Honda hat dem fahrenden Volk einen würdigen Nachfolger mehr als 12 Jahre vorenthalten, die Versuche mit dem (zwar extrem komfortablen, aber auch fettleibigen) Stelzentourer namens „Varadero“ fallen für mich nicht unter die Rubrik „Enduro“, wo aus meiner Sicht auch keine V-Strom, Caponord, Multistrada oder die verschiedenen Mutationen der bajuwarischen Schnabeltiere hineinpasst.

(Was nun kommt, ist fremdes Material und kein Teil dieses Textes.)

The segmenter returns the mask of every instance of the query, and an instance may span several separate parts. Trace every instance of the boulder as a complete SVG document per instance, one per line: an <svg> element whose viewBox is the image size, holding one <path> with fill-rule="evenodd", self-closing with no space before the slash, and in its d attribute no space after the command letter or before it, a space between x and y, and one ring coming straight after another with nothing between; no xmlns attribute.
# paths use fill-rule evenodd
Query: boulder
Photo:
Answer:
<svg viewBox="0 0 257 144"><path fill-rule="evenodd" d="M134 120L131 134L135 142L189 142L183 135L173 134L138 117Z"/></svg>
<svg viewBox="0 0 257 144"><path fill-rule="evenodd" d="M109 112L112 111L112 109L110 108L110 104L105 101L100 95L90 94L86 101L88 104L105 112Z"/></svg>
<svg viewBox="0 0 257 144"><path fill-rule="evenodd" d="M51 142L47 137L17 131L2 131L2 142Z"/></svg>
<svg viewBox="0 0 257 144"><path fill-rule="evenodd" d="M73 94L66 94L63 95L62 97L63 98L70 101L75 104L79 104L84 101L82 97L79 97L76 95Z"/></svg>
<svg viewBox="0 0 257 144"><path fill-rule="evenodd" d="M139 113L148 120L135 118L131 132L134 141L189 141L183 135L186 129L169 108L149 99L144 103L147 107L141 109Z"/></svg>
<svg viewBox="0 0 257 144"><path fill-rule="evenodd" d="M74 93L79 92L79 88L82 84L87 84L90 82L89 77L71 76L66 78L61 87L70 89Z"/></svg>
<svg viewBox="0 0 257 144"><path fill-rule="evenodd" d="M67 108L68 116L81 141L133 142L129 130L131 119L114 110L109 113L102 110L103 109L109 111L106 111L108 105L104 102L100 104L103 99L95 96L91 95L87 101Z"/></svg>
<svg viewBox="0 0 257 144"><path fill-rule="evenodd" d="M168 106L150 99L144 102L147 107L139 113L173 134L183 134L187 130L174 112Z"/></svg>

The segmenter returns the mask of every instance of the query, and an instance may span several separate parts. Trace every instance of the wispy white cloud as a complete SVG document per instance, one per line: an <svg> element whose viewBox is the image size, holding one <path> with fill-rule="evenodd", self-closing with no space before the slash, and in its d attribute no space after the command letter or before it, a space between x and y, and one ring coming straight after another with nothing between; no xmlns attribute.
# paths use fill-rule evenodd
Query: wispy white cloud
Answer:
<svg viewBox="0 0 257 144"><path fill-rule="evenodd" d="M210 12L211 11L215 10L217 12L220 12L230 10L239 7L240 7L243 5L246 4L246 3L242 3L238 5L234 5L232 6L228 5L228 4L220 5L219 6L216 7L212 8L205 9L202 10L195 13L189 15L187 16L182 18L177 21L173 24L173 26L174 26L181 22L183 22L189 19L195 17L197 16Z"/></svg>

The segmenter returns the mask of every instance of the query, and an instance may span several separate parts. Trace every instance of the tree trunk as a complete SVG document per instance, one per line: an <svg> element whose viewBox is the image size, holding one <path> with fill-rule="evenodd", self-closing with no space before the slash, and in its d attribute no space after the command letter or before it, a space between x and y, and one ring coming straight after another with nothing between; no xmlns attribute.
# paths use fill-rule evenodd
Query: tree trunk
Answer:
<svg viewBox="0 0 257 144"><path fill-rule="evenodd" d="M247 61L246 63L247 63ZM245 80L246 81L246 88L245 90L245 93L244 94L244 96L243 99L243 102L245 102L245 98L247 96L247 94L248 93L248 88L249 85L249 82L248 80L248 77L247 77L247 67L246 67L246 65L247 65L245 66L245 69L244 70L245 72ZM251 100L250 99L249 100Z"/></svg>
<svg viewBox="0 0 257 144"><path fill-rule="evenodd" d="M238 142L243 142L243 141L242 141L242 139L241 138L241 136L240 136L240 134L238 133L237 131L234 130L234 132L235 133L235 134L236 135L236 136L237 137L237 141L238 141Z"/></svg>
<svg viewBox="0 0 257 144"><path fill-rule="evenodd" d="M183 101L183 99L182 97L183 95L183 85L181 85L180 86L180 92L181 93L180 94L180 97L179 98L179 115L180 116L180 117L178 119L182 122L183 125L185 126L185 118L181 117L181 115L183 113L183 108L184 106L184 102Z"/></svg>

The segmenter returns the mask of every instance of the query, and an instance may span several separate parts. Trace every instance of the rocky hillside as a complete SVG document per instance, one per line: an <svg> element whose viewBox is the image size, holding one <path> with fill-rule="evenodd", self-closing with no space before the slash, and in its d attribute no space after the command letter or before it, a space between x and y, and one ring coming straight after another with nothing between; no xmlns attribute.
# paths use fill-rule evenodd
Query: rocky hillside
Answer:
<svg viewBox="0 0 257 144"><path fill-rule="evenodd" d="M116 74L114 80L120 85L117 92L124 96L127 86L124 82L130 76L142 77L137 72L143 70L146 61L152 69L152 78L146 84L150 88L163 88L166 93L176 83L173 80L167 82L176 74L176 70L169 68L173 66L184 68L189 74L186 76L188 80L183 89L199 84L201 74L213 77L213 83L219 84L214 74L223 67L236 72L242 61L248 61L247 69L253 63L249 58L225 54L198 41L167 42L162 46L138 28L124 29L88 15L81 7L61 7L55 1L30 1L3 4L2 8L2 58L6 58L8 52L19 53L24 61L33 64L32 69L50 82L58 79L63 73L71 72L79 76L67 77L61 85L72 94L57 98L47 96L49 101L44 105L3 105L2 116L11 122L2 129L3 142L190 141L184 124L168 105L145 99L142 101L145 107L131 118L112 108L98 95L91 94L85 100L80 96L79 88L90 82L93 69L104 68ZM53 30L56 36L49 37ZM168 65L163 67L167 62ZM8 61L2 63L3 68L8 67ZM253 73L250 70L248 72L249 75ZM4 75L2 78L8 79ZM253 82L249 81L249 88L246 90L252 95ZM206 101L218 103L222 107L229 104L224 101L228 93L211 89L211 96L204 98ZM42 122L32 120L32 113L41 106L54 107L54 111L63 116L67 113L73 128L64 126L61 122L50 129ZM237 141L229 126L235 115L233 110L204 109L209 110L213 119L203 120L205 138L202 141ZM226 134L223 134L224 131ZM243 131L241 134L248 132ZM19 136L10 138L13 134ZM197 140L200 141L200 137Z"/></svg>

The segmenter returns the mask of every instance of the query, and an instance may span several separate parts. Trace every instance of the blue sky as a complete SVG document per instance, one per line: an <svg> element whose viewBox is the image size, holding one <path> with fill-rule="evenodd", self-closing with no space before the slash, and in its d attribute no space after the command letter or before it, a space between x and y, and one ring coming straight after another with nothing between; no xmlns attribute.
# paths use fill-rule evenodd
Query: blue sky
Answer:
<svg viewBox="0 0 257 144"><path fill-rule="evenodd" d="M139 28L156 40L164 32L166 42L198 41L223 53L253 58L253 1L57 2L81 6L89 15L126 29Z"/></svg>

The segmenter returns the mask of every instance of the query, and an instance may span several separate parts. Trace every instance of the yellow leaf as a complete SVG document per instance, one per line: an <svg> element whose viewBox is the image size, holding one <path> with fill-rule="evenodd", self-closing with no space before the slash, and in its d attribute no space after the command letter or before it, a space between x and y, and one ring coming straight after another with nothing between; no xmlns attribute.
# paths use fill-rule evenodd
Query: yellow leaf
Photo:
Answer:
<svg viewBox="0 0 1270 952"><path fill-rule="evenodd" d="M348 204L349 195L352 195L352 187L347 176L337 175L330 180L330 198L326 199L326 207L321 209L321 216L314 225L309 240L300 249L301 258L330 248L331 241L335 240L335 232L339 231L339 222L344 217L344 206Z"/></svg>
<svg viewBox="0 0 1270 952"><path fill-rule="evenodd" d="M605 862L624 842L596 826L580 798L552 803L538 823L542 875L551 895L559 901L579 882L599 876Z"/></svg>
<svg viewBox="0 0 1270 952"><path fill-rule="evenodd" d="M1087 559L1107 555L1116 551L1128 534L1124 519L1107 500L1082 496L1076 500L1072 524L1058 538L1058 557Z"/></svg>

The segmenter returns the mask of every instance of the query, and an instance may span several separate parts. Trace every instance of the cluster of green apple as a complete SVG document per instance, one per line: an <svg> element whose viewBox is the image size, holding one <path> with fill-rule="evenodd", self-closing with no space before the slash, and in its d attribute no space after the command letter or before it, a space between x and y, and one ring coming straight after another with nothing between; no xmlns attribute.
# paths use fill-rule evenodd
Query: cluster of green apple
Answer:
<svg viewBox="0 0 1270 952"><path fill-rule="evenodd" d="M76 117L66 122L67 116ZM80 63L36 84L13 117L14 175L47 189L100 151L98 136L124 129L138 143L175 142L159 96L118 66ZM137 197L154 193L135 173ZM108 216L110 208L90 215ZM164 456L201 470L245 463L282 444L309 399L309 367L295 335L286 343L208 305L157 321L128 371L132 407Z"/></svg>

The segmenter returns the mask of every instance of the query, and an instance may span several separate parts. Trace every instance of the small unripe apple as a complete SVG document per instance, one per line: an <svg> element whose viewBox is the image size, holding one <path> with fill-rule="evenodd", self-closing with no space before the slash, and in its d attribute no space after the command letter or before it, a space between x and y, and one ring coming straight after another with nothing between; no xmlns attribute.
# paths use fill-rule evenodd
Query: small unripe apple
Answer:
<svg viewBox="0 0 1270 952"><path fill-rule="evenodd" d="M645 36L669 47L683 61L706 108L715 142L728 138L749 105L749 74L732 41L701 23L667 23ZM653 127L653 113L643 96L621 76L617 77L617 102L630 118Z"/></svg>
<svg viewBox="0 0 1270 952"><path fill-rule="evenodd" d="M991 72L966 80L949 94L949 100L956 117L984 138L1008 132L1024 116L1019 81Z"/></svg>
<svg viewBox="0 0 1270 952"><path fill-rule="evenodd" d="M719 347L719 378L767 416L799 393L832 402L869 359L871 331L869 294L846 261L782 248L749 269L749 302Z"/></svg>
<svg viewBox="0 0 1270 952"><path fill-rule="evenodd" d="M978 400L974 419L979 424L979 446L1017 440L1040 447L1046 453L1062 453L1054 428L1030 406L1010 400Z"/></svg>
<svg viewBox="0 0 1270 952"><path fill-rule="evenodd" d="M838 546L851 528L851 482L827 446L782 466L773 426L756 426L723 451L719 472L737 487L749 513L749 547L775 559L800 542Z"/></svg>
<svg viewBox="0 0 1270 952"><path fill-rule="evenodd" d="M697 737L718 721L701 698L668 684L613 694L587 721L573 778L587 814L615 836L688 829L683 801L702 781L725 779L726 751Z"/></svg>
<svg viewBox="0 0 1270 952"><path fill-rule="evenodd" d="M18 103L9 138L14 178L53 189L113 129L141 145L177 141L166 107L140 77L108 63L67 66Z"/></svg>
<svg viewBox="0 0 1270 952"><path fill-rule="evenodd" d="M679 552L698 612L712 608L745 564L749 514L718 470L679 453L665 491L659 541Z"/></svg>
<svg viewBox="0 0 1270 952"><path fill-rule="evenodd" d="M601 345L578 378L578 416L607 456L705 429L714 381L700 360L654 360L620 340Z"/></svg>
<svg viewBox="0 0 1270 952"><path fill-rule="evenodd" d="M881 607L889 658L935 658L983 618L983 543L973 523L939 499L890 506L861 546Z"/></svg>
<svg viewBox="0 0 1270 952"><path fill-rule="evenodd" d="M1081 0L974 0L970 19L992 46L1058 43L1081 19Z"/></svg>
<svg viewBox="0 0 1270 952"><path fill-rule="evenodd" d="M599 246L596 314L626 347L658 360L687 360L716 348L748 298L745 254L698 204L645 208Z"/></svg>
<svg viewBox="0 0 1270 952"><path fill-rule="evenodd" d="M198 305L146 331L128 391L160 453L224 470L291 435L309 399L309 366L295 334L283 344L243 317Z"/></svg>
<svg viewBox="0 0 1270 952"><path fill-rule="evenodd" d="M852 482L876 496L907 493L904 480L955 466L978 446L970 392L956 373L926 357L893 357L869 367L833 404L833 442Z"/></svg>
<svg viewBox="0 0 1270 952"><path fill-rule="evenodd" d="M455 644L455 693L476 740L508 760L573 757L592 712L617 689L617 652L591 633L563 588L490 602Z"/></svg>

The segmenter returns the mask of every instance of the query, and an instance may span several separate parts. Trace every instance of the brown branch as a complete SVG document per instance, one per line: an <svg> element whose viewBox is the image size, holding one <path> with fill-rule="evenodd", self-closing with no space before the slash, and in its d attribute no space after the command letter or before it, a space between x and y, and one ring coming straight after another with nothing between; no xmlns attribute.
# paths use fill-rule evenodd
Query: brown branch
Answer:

Das sind passable Tourer, je nach Mut und/oder Fahrvermögen auch für nicht staubfreie Straßen unterschiedlicher Korngröße geeignet. Aber schon alleine durch den Verzicht auf ein Vorderrad im 21“-Enduroformat und das für anspruchsvolle Abwege unpassend hohe Gewicht kamen solche Marketingexperimente bzw. zweirädrigen SUV's für mich nicht in Frage.
Es blieb also zunächst (für mich als Schnäppchenkauf im Dezember 2004) eine KTM 950 Adventure, die mich 2 Jahre und gute 23Tkm durch Europa trug.

Dieser schicke Silberling wurde im Frühling 2007 durch den „rassigen Rappen“, eine 990 Adventure ABS abgelöst. Trotz aller Fahrdynamik und der mit diesem Bike erreichten Ziele überkam mich der Wunsch nach Veränderung.

Die F800GS hatte schon bei ihrem Erscheinen 2008 mein Interesse geweckt, aber ich halte es seit jeher mit der Strategie, kein Fahrzeug vor einer gewissen Reifezeit auf dem Markt zu erwerben. Ausnahme von dieser Regel hätte die neue Africa Twin werden können, aber die gab es ja zum Zeitpunkt meines Veränderungswunsches noch nicht.

Nachdem ich im Spätsommer 2011 für die Münchner Freiheit ein langes Wochenende mit der F800GS auf Alpentour war, beobachtete ich den Gebrauchtmarkt etwas intensiver. Als dann im Nachbarstädtchen eine eingefahrene 800er in meiner Wunschfarbe zum attraktiven Preis angeboten wurde musste ich nicht lange überlegen.
Wenn ich versuche zu rechtfertigen warum ich deutlich vor meinem 50sten Geburtstag und ohne den markentypischen Bio-Airbag ein Motorrad mit Propeller auf dem Tank gekauft habe: eigentlich ist es keine BMW, sondern eine Rotax-KTM.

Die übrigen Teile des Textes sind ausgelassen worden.